En somme, Saint-Quentin et ses environs respirent le bien-être, le calme et l’hospitalité.


Maison Patrimoniale Roy © Roger Grandmaison

Histoire francophone

En 1897, la Restigouche and Western Railway Company a décidé de construire un chemin de fer qui relierait Campbellton à Saint-Léonard. À mesure que les travaux avançaient, les ouvriers s’enfonçaient dans la forêt. En 1909, alors qu’ils étaient rendus au ruisseau Five Finger, Simon Gallant, un Acadien travaillant comme forgeron, a décidé d’installer sa famille près du cours d’eau. Aujourd’hui, cet endroit serait situé à l’intersection de la rue Canada et de l’ancien chemin de fer, à Saint-Quentin.

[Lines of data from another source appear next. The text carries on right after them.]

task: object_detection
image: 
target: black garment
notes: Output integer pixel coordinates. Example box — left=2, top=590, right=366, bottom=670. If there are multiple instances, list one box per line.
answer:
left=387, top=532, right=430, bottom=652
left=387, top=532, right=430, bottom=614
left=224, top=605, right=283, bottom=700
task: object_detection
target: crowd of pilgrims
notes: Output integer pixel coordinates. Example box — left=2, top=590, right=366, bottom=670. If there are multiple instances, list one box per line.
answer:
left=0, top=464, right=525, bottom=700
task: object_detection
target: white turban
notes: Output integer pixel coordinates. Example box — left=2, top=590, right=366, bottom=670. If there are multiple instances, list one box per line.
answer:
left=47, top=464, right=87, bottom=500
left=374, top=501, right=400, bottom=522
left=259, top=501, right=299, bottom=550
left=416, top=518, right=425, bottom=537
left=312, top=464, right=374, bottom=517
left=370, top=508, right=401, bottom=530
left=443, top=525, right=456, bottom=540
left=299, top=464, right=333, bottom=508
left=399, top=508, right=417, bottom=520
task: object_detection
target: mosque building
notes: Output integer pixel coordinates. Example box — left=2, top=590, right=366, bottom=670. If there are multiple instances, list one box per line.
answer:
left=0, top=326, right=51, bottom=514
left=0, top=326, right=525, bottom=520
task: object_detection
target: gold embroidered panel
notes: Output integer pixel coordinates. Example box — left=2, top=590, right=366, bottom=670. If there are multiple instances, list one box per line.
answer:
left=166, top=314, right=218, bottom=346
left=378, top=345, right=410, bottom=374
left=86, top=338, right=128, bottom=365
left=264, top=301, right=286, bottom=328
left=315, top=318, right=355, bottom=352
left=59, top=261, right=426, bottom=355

Au même moment, plusieurs familles québécoises quittaient leur paroisse pour les États-Unis ou l’Ouest canadien; les autorités voyaient diminuer la population avec inquiétude. Mgr Joseph Arthur Melanson (1879-1941), colonisateur renommé au Québec, a alors lancé un vaste projet de colonisation. Valorisant le métier d’agriculteur, il a convaincu les colons du Québec et de l’Acadie de venir s’établir dans le comté de Restigouche, le long de la voie ferrée, là où les terres, en plus d’être fertiles, étaient voisines du Québec et du Madawaska.

Mgr Melanson a fondé Anderson Siding en 1910, et a célébré la première messe dans la cabane en bois rond de Simon Gallant. Toutefois, vu ses origines et sa population francophone à 99 %, le village se devait de porter un nom plus approprié. Ainsi, en 1919, Anderson Siding est devenu Saint-Quentin, en souvenir de la victoire canadienne remportée sur les Allemands à Saint-Quentin, en France, lors de la Première Guerre mondiale.

Le français est toujours la langue maternelle de plus de 99 % des 2 095 résidents de l’endroit. De ce fait, tous les services à Saint-Quentin sont offerts en français.

Patrick Jean a été une personnalité marquante dans l’essor économique de Saint-Quentin. Il a fondé plusieurs entreprises, notamment une scierie et un magasin général, qui ont créé de nombreux emplois. Afin de commémorer sa contribution, un parc et une rue ont été nommés en son honneur.